The following text is a transcript of a life-long Catholic and volunteer within the soup kitchen Dennis Donelon. He has volunteered for over 20 years, and details his relationship with the Church, what being apart of the soup kitchen means to him, and why it is important to not only St Thomas, but to the community as a whole.
To listen to the full audio, or read the transcript, follow the links below the sample.
[D.D.] Jim always talked about some of the different miracles. So back to the time when there was fights going on. Jim was about to get beat up. And by some of the guests, and out of nowhere, these two big black gentlemen showed up. He'd never seen him before. doesn't know who they are, didn't know who they are. But they came and stood right behind him. The people stopped, sat down, everything dissipated. And they were gone.
[K.O.] Wow.
[D.D.] I don't know if they're angels, but —
[K.O.] That's incredible. Kind of sounds like.
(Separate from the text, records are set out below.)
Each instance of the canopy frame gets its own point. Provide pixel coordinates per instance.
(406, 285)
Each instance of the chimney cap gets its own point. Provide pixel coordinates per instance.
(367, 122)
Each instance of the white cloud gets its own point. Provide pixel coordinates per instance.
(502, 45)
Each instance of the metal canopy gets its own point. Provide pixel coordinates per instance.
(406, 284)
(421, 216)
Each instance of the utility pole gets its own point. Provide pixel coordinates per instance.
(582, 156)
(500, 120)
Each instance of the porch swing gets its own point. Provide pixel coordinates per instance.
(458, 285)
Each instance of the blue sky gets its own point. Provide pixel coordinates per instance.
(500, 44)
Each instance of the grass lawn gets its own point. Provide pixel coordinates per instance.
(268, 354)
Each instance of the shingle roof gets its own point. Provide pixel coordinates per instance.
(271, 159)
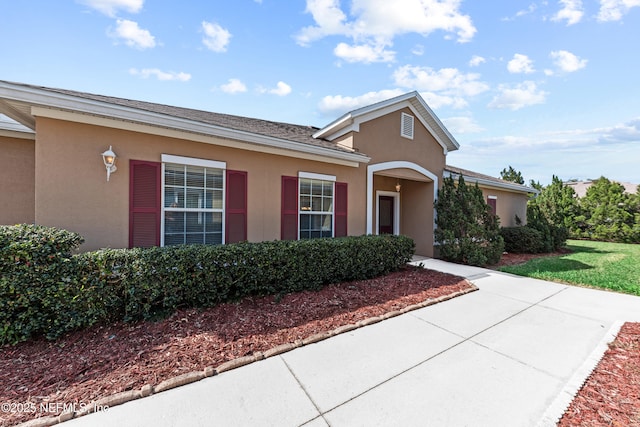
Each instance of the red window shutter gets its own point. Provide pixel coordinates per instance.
(492, 204)
(341, 209)
(289, 223)
(236, 207)
(144, 204)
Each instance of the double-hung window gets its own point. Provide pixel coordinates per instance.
(193, 201)
(313, 205)
(184, 200)
(316, 206)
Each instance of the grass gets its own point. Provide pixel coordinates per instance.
(614, 266)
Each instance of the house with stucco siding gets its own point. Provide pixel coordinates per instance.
(190, 176)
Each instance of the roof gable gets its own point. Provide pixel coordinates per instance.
(350, 122)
[D.D.] The other time, this is more of a funny side. Something happened with a soup got burned, and you can’t serve that. And they used to burn the pot quite a bit — I used to clean this pot. Anyways, the soup was just not salvageable. And we didn't know what was going to happen. Next, right now there's a knock at the door. And the person has a food truck coming from some event. And they've got hundreds of hotdogs precooked, wrapped in oil backs, and they're looking to donate, that became the dinner.
Canterbury House, a parish ministry created in the wake of the MMOG merger, is hosted in St. Thomas of Canterbury church and serves as a mutual aid organization modeled after the Catholic Worker movement. Canterbury House Director James Murphy, with help from parishioners, has been holding a homecooked weekly Wednesday dinner for migrants, many of whom are staying in local shelters. This current project emphasizes the need to accept and care for those in need, particularly migrants, and is another example of the important role St. Thomas continues to fulfill in meeting the social service needs of the Uptown neighborhood.